Fluffycloudsfloatinginthesky · 27/07/2024 07:42

Our company have introduced it and I'm going to sign up. I know what car I want just need to test drive it.

My next payrise should hopefully take me into the £100k taxable income bracket so it seems to be a no brainer from the cost side.

The charger to book through the plan seems more expensive than sourcing myself so I will probable keep that outside lease unless they offer a free one. Tbh there seem to be loads of on street ones where I live so I could probably even manage without.

A friend has just done it and is having it delivered this month and she's found the process really smooth.

I believe you can walk away if you get made redundant but just need to check. I have no plans to leave company voluntarily as will plod along until retirement.

Look at mileage limits - I'm going to get the band up from what I actually need to allow for future changes in driving patterns - eg needing to see elderly parents a lot more, the difference in lease cost is minimal.

milski · 27/07/2024 07:42

Forgot to say, we just charge from an outdoor standard plug but then we don't commute so it doesn't matter if it takes a while to charge.

Fluffycloudsfloatinginthesky · 27/07/2024 07:45

@anon3455 I'm looking at the new electric mini that's coming out end of year - range is hugely improved. That's around £600 pre tax. I was speaking am to a driving instructor last week and I am sure he also mentioned the mg was a good option like the pp has.

yoshiblue · 27/07/2024 07:54

I've recently got a Mercedes EQA 250+ through a scheme like this. It's just been facelifted and has increased battery range. I think it does 323 miles per charge in paper, but I'd say that's nearer to 290.

I did a lot of pricing of options but the Mercedes pricing couldn't beat other cars. Definitely worth running some quotes for that and the bigger EQB.

TizerorFizz · 27/07/2024 13:52

@BonifaceBonanza If an ev is your only car, you can be well and truly stuffed if you are away from home. I go to Cornwall. No chargers in two large car parks where I go. Not one for 12 miles. As a result, motorway ones are full.
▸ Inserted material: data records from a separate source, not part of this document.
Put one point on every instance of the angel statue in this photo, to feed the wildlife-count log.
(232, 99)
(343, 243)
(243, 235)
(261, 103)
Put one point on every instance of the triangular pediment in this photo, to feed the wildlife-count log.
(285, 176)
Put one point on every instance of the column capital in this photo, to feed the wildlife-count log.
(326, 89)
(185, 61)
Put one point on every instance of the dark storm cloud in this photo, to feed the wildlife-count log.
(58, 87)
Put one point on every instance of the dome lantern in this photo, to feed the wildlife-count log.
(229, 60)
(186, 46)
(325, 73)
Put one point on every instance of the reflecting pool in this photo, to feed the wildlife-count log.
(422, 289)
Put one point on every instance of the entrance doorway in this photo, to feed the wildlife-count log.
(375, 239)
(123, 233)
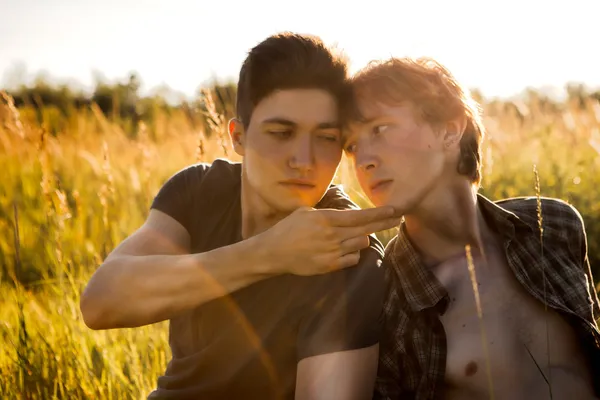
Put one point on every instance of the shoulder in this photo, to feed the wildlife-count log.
(558, 218)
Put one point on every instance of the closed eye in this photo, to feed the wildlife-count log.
(350, 148)
(281, 133)
(380, 129)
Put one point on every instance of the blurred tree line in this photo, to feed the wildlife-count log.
(121, 103)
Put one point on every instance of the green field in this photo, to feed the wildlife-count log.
(75, 184)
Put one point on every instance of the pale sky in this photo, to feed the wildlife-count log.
(500, 47)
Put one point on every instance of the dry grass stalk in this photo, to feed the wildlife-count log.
(484, 340)
(216, 121)
(541, 227)
(17, 125)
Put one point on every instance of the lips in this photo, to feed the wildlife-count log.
(381, 184)
(298, 183)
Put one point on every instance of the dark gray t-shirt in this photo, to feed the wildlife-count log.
(247, 345)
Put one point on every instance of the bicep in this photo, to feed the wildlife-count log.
(346, 374)
(160, 234)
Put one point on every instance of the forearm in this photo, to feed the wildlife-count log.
(131, 291)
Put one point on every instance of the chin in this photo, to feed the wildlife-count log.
(286, 204)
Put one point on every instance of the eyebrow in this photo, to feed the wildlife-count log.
(287, 122)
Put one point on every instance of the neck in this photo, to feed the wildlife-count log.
(445, 222)
(257, 215)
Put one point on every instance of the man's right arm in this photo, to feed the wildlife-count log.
(151, 276)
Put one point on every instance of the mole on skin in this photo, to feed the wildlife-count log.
(471, 369)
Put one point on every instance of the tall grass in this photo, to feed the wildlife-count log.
(67, 199)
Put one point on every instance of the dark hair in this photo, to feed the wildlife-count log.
(291, 61)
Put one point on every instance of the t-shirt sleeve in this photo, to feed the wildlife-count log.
(346, 312)
(176, 196)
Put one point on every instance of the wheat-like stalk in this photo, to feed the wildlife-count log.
(484, 341)
(541, 228)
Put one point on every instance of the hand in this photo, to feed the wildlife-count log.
(311, 242)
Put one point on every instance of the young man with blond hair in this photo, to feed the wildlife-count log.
(267, 273)
(417, 147)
Great if you have loads of time, lots of business people don’t. Any purchaser should be aware of the pitfalls and it’s not all great. We have a hybrid to get over this. It’s not our only car and whether people like it or not, some ev cars are pants. Buying from China isn’t what we should do. Buyers just add to global pollution and warning. It’s virtue signalling.

LuckyMary · 27/07/2024 21:48

This has been a really helpful thread as we're thinking of going for it through OH's work scheme. We're in Scotland but can have a home charger and don't travel too far. If/when we need to travel long distances, factoring in charging at services seems fine to me (I always need to stop for a wee and a snack anyway!)

TizerorFizz · 28/07/2024 00:17

@LuckyMary And the time to find a charger working and the queue to use the ones that are. Good luck with a quick snack. I’d do a bit of observation first. Second car - great. Main car on a long trip - pain in the butt.

BonifaceBonanza · 28/07/2024 06:24

@TizerorFizz have you got an ev and if yes what is its range?

For those interested the Hyundai Kona range is approx 280 miles. Unless you very regularly travel long distances this is going to be enough for almost everyone.